Create table having_test (id int (11), type varchar (50), status varchar (50); mysql > select * from having_test +-+ | id | type | status | 1 | aaa | ok | | 2 | aaa | error | | 3 | aaa | ok | 4 | bbb | ok | 5 | ccc | error | 6 | ccc | ok | 7 | ddd | error | +-- -+-+ mysql > select * from having_test where status='ok' group by type having min (id) +-+ | id | type | status | +-+ | 1 | aaa | ok | | 4 | bbb | ok | | 6 | ccc | ok | +-+

It is very simple to implement in mysql, first group and then having, but sql syntax is not fully supported on hive. Will it be so simple on hive? the answer is no.

In HIVE:

Create table tmp_wjk_having_test (id int, type string, status string) ROW FORMAT DELIMITED FIELDS TERMINATED BY'\ t'; load data local inpath'/ tmp/load.csv' overwrite into table tmp_wjk_having_test; select * from tmp_wjk_having_test 1 aaa ok 2 aaa error 3 aaa ok 4 bbb ok 5 ccc error 6 ccc ok 7 ddd error select * from tmp_wjk_having_test where status='ok' group by type having min (id) FAILED: Error in semantic analysis: Line 1:73 Expression not in GROUP BY key 'id' # hive does not support this type of writing. Or subquery select * from tmp_wjk_having_test T1 join (select min (id) id from tmp_wjk_having_test where status='ok' group by type) T2 on t1.id=t2.id; 1 aaa ok 14 bbb ok 46 ccc ok 6

The subquery has no effect on the small dataset, but the best thing to apply to big data is to pass only one table and then come up with the results. So I'm still thinking about a new plan.
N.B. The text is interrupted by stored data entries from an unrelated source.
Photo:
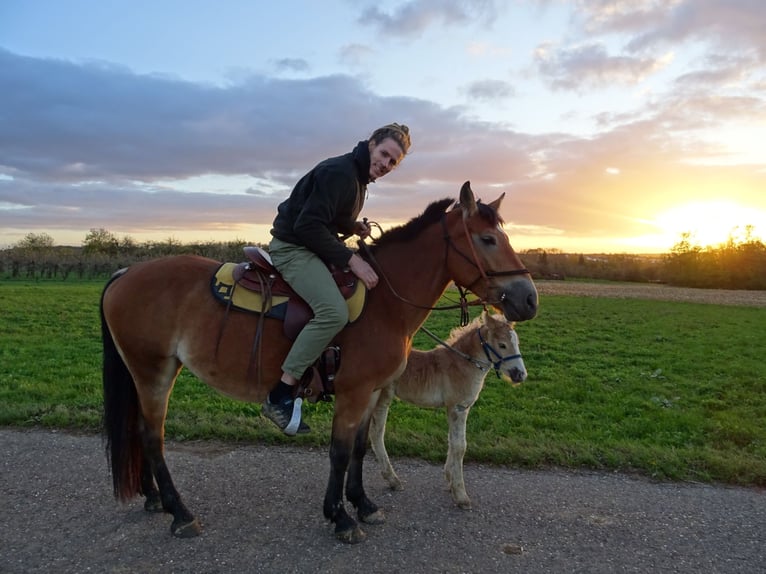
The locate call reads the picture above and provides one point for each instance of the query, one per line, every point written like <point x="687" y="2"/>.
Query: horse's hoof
<point x="354" y="535"/>
<point x="186" y="529"/>
<point x="153" y="505"/>
<point x="377" y="517"/>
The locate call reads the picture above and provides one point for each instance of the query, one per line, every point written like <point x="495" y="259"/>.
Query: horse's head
<point x="501" y="346"/>
<point x="480" y="258"/>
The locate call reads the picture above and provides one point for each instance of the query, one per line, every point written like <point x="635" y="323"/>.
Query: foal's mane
<point x="490" y="320"/>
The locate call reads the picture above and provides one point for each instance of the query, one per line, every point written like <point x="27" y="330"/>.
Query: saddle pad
<point x="226" y="290"/>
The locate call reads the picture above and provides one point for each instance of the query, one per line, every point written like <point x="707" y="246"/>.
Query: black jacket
<point x="324" y="204"/>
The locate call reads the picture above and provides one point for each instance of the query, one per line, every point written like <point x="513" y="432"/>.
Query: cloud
<point x="412" y="18"/>
<point x="489" y="90"/>
<point x="292" y="65"/>
<point x="591" y="66"/>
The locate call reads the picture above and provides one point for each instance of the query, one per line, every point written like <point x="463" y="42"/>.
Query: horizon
<point x="610" y="127"/>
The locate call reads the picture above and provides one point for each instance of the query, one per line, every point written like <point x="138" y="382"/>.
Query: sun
<point x="711" y="223"/>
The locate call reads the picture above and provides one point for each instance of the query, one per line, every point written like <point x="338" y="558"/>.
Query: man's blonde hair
<point x="400" y="133"/>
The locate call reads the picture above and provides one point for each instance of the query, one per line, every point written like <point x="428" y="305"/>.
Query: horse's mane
<point x="432" y="214"/>
<point x="489" y="214"/>
<point x="414" y="226"/>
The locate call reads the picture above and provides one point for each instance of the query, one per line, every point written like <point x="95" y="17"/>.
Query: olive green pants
<point x="308" y="275"/>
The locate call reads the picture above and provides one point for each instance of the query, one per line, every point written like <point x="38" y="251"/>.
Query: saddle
<point x="256" y="286"/>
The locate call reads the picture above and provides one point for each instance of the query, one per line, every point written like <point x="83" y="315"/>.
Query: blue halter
<point x="490" y="349"/>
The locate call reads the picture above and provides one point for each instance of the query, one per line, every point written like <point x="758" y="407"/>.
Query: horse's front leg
<point x="377" y="437"/>
<point x="453" y="468"/>
<point x="367" y="511"/>
<point x="346" y="528"/>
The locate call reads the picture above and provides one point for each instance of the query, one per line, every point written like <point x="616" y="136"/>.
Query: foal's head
<point x="501" y="344"/>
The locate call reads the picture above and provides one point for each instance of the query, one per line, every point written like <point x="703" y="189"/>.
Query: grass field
<point x="671" y="390"/>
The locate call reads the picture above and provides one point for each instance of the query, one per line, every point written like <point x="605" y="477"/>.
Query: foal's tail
<point x="121" y="416"/>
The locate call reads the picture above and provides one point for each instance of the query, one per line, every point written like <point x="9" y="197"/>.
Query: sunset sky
<point x="612" y="126"/>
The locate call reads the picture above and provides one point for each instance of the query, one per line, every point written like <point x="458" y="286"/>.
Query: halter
<point x="486" y="347"/>
<point x="500" y="359"/>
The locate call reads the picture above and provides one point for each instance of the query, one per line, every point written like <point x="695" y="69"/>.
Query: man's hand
<point x="362" y="229"/>
<point x="362" y="269"/>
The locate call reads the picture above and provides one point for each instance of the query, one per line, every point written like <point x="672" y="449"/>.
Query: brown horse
<point x="450" y="376"/>
<point x="160" y="315"/>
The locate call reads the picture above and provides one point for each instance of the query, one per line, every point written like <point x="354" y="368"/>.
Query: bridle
<point x="473" y="259"/>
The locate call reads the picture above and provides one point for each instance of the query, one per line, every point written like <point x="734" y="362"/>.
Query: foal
<point x="451" y="377"/>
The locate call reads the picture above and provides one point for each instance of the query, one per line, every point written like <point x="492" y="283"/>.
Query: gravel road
<point x="261" y="512"/>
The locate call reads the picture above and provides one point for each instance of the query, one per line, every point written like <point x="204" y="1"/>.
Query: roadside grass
<point x="675" y="391"/>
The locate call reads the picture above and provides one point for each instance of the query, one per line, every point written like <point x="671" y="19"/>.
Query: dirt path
<point x="261" y="512"/>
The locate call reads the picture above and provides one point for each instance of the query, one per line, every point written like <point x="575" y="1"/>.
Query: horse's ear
<point x="467" y="200"/>
<point x="496" y="204"/>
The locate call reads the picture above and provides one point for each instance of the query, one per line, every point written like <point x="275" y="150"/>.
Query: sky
<point x="611" y="126"/>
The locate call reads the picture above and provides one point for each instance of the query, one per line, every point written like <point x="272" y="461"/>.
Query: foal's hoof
<point x="186" y="529"/>
<point x="354" y="535"/>
<point x="153" y="504"/>
<point x="377" y="517"/>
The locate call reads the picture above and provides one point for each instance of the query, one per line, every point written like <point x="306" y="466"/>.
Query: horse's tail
<point x="124" y="449"/>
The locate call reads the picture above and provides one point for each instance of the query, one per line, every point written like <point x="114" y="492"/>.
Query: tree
<point x="101" y="241"/>
<point x="36" y="242"/>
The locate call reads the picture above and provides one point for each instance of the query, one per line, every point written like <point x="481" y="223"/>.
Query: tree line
<point x="739" y="263"/>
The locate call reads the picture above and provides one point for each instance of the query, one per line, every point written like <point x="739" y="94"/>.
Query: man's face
<point x="384" y="157"/>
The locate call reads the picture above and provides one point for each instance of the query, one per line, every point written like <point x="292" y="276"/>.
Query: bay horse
<point x="451" y="376"/>
<point x="160" y="315"/>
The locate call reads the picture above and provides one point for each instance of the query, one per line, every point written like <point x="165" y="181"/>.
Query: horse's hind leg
<point x="377" y="438"/>
<point x="153" y="503"/>
<point x="184" y="525"/>
<point x="453" y="468"/>
<point x="154" y="403"/>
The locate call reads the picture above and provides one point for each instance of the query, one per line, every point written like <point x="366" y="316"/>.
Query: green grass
<point x="671" y="390"/>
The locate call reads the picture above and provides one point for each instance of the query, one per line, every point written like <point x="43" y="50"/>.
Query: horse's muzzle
<point x="518" y="300"/>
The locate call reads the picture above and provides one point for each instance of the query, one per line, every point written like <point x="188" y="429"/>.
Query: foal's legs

Select *, min (id) ii from tmp_wjk_having_test where status='ok' group by type; aaa 1 1bbb 4 4ccc 6 6

This kind of plan is feasible. Problem points:

1. Why does the condition of min (id) clearly write about the non-where in select, but it does play the role of screening?
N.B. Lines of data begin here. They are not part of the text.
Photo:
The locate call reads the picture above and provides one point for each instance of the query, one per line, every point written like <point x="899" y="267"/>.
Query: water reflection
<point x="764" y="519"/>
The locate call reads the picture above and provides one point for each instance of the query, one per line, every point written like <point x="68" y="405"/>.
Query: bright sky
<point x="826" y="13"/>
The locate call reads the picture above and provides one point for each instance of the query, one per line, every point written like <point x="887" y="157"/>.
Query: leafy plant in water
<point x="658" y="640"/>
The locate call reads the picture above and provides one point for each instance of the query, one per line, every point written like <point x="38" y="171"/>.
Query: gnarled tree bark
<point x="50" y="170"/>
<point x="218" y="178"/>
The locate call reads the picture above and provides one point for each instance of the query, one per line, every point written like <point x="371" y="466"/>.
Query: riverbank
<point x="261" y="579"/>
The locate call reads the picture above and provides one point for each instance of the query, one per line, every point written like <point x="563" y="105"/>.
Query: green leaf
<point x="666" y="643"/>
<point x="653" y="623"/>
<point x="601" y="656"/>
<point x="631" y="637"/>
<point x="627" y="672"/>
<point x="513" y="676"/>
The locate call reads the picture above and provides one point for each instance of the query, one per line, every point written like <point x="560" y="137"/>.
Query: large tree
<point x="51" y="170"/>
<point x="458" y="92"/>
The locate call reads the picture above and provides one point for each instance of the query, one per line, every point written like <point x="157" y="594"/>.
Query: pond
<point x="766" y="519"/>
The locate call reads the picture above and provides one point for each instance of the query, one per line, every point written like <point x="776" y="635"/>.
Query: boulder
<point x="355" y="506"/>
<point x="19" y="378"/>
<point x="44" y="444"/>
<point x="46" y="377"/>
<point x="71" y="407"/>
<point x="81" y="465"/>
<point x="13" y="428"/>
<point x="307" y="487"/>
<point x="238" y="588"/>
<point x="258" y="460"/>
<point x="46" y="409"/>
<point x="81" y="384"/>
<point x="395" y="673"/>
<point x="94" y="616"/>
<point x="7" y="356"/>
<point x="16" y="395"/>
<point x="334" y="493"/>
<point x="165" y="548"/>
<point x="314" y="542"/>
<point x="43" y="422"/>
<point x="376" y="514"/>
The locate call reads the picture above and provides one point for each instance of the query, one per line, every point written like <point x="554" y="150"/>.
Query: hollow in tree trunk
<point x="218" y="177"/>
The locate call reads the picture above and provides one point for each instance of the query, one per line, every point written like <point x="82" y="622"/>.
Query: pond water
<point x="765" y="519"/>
two。 Why do you get 3 columns (type, id, min (id)) when it is obviously select *, min (id), and only 2 columns (type, min (id)) if you write it as select type (id)?

Select type,min (id) ii from tmp_wjk_having_test where status='ok' group by type;aaa 1bbb 4ccc 6

+ Update on November 11, 2014

3. General feasible scheme:

2 columns: select type,min (id) ii from tmp_wjk_having_test where status='ok' group by type; multiple columns: select T1. * from having_test T1 join (select name,min (age) mm from having_test group by name) T2 on t1.name = t2.name and t1.age=t2.mm. The above is all the contents of this article entitled "sample Analysis of grouped Limit non-UDF schemes in Hive". Thank you for reading! I believe we all have a certain understanding, hope to share the content to help you, if you want to learn more knowledge, welcome to follow the industry information channel!

Welcome to subscribe "Shulou Technology Information " to get latest news, interesting things and hot topics in the IT industry, and controls the hottest and latest Internet news, technology news and IT industry trends.

*The comments in the above article only represent the author's personal views and do not represent the views and positions of this website. If you have more insights, please feel free to contribute and share.